Sous la Présidence de M. Benoît VERLIAT,
Assisté de Mme Marie-France PLUYAUD, Greffier ;
DANS LE LITIGE ENTRE :
DEMANDEUR
Mme [E], [J], [V], [D] [N] [A]
née le 12 Janvier 1959 à [Localité 3] (HAUTS-DE-SEINE)
[Adresse 2]
[Localité 4]
représentée par Me Florence BRUS, avocat au barreau de PAU
(bénéficie d’une aide juridictionnelle Totale numéro N-40192-2025-01540 du 20/08/2025 accordée par le bureau d’aide juridictionnelle de [Localité 1])
ET :
DÉFENDEUR
M. [K] [G], entrepreneur individuel
domicilié : chez M. [G] [M]
[Adresse 3] [Cadastre 1]
[Adresse 4]
[Localité 5]
représenté par Me Maylis LABORDE, avocat au barreau de PAU
(bénéficie d’une aide juridictionnelle Totale numéro N-64445-2025-4514 du 02/10/2025 accordée par le bureau d’aide juridictionnelle de [Localité 1])

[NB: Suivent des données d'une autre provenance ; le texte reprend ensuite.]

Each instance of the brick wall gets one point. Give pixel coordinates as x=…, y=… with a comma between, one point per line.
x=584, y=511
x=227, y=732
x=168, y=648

Copies et grosses délivrées à toutes les parties le :
EXPOSE DU LITIGE
Le 10 avril 2025, Madame [E] [N] [A] a acquis un véhicule d’occasion de marque RENAULT, modèle MODUS, immatriculé [Immatriculation 1], auprès de Monsieur [K] [G], exerçant sous l’enseigne [G] [K], moyennant le prix de 1.800 euros.
Le véhicule a été livré le même jour.
Le lendemain de la vente, constatant de nombreux défauts affectant le véhicule, Madame [E] [N] [A] a fait remorquer le véhicule litigieux au garage Lux Auto-Service qui a procédé à la vidange de la boîte de vitesse ainsi qu’au changement de l’embrayage pour un montant de 999,88 euros.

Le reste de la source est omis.